Rev Chris Lee’s new book Know You Are Beloved offers a heartfelt exploration of God’s transformative love and its impact on our identity and way of life. Drawing on the wisdom of the Desert Fathers and Mothers, Lee presents a call to discipleship rooted in the assurance of being deeply loved by our creator
“The first, most important thing about who we are is that we are loved.”
This claim, made on the first few pages of Rev Chris Lee’s brief book, Know You Are Beloved (Tyndale Momentum) sums up almost its entire thesis. We all need to know we are loved.
Although knowing we are loved by our family and friends, is vitally important for our wellbeing, is not as transformative as knowing the love of our creator God. This is the real thesis of this book, which Lee begins to build as the book progresses. You are loved by the one who made you, who knows absolutely everything about you. Knowing, grasping and experiencing this love is utterly transformative. It changes everything about you and the way you experience the world. It changes the way you live in the world.

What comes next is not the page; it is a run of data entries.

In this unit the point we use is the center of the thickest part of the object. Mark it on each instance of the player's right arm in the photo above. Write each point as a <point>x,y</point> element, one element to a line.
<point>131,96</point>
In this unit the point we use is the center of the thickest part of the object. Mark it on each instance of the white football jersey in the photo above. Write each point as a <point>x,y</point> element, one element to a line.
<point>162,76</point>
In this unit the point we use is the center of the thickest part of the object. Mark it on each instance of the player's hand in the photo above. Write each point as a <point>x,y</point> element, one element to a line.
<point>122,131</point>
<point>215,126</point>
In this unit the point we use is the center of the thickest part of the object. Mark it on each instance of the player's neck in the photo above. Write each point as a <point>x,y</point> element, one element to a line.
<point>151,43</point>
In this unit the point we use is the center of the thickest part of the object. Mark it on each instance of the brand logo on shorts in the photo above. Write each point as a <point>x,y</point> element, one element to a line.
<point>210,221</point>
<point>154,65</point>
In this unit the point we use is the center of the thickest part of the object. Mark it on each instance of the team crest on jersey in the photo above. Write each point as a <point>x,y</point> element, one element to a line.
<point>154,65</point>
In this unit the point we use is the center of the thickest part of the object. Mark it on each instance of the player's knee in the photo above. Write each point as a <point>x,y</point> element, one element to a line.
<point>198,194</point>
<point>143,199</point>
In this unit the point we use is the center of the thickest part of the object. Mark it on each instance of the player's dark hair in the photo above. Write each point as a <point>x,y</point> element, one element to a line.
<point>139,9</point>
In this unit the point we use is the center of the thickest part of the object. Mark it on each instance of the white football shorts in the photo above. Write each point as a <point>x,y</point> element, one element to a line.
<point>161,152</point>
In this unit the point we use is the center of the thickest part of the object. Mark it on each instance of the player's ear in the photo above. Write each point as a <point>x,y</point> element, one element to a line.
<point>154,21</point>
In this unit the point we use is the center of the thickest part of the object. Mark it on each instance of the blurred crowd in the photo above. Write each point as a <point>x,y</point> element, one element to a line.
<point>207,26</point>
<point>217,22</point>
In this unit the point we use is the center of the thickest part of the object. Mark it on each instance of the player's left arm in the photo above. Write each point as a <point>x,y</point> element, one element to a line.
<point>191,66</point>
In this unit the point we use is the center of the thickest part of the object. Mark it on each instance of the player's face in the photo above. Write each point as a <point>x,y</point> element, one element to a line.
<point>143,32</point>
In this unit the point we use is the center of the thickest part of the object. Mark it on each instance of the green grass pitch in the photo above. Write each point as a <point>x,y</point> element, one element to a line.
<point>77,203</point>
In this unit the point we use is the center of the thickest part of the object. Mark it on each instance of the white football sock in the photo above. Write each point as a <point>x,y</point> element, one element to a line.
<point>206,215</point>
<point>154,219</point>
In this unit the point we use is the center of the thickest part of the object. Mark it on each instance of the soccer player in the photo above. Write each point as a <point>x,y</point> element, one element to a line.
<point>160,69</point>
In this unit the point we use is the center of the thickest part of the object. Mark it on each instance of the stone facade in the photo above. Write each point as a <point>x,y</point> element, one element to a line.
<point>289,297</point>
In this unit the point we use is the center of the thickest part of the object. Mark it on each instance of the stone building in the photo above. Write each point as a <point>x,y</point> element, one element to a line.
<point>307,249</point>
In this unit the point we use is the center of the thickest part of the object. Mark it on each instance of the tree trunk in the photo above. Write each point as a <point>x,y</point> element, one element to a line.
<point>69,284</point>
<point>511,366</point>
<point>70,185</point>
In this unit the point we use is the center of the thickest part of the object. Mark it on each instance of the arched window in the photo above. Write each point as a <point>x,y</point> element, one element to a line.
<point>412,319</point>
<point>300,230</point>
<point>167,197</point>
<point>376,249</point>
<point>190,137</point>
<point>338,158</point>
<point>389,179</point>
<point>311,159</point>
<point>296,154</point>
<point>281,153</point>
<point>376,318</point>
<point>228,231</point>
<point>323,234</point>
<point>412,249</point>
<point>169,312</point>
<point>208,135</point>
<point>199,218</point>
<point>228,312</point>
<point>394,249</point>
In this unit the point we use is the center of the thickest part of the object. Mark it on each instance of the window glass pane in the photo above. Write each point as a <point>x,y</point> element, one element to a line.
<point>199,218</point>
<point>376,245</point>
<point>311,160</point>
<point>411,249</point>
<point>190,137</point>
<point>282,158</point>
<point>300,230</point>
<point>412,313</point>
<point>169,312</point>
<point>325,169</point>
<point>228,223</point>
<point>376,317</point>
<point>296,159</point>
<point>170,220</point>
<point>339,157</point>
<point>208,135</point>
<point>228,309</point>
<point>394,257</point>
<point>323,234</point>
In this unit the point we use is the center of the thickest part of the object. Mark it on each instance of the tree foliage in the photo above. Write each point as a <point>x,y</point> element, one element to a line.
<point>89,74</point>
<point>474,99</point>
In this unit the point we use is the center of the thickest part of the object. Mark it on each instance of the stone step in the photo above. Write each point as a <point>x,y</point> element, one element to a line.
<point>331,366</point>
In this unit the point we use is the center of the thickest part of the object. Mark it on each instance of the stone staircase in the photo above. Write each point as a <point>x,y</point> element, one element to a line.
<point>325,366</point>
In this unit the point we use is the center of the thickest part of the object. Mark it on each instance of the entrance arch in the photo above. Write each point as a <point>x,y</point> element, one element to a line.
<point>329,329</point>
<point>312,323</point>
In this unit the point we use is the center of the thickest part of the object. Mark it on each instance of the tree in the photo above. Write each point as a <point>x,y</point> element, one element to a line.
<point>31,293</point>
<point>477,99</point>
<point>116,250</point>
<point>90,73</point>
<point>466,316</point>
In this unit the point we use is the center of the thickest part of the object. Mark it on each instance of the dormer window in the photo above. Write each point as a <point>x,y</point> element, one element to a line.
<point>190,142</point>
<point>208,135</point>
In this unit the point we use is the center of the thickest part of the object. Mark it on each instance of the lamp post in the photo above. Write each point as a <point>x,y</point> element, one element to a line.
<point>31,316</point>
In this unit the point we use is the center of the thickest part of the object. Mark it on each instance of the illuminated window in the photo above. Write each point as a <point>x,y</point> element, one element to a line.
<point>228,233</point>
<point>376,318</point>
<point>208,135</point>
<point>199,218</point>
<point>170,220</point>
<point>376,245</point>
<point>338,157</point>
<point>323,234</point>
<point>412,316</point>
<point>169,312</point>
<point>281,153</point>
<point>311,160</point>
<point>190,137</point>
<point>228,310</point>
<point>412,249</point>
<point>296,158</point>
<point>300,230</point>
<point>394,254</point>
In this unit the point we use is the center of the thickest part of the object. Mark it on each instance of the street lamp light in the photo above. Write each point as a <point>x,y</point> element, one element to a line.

This is because, Lee argues: “God is the only true source of understanding our identity”. Whatever others say about us – good or bad – and whatever our achievements may be, we all have a deep hunger and need to know how God sees us (even if we don’t acknowledge his existence). Whether we realise it or not, our sense of value is rooted in the one who knows us better than we know ourselves.
Lee has risen to prominence on Instagram in recent years, and now has 166,000 followers who regularly consume his 60 second video sermons. He states that he had: “one simple goal in mind” in writing this book: “to help people know they are loved in a world that teaches them that they have to earn it.” Much of Know That You Are Beloved, however, seems more like a guide on how we should live in response to this love. A reader who is not already convinced of their creator’s wonderful, abundant love for them may not find the assurance or persuasion they are looking for in these pages.
For example, much of the teaching in the book is drawn from the writings of the Desert Fathers (and Mothers). Lee explains that these were Christian believers in the third and fourth centuries, who left their comfortable lives in the towns and cities of the early church and moved to live simple lives in the deserts of Egypt, Syria and Arabia. Their motivations varied, but their goal was: “to live lives where God was the King of their whole beings”. Many of their writings survived, and Lee clearly resonates with their hunger and thirst for more of God (and less of the world and its distracting comforts).
Lee emphasises that the Desert Fathers’ hunger and thirst for God’s presence was a response to his love, not an attempt to earn it. Knowing and receiving God’s love changed forever the way they valued everything else in life. Lee draws on their teachings to outline a simple call to discipleship, pointing out that many of their practices, when formed into regular habits, are ways in which the believer can learn to hear God and experience his love for them. It is notoriously difficult in such teaching, though, to keep the emphasis on living in certain ways as a response to God’s love, or as a way to open your eyes and heart to receive his love rather than as an attempt to earn his love. For the most part, Lee manages this well, although occasionally the mention of love feels like a reminder tacked onto the end of a lesson.
There were a few places where the logic was hard to follow. But these small distractions aside, there are many gems to be found in the book, including how to defeat pride, an encouragement to practice fasting, and a compelling call to care for creation as a response to God’s love revealed through his works.
Overall, Lee shares an important message in an accessible package. The book contains 22 brief chapters in just 200 pages (with lots of white space). Every few pages there is an invitation to pause, to breathe, and to reflect on the truth that has just been discussed.
As an attempt to: “help people know they are loved”, it is not clear that the book succeeds. Everything in it is good, but clearer ‘sign-posting’ to guide the reader through the author’s thought-patterns would have been welcome. However, for anyone seeking to live the Christian life well, it is a helpful and worthwhile read.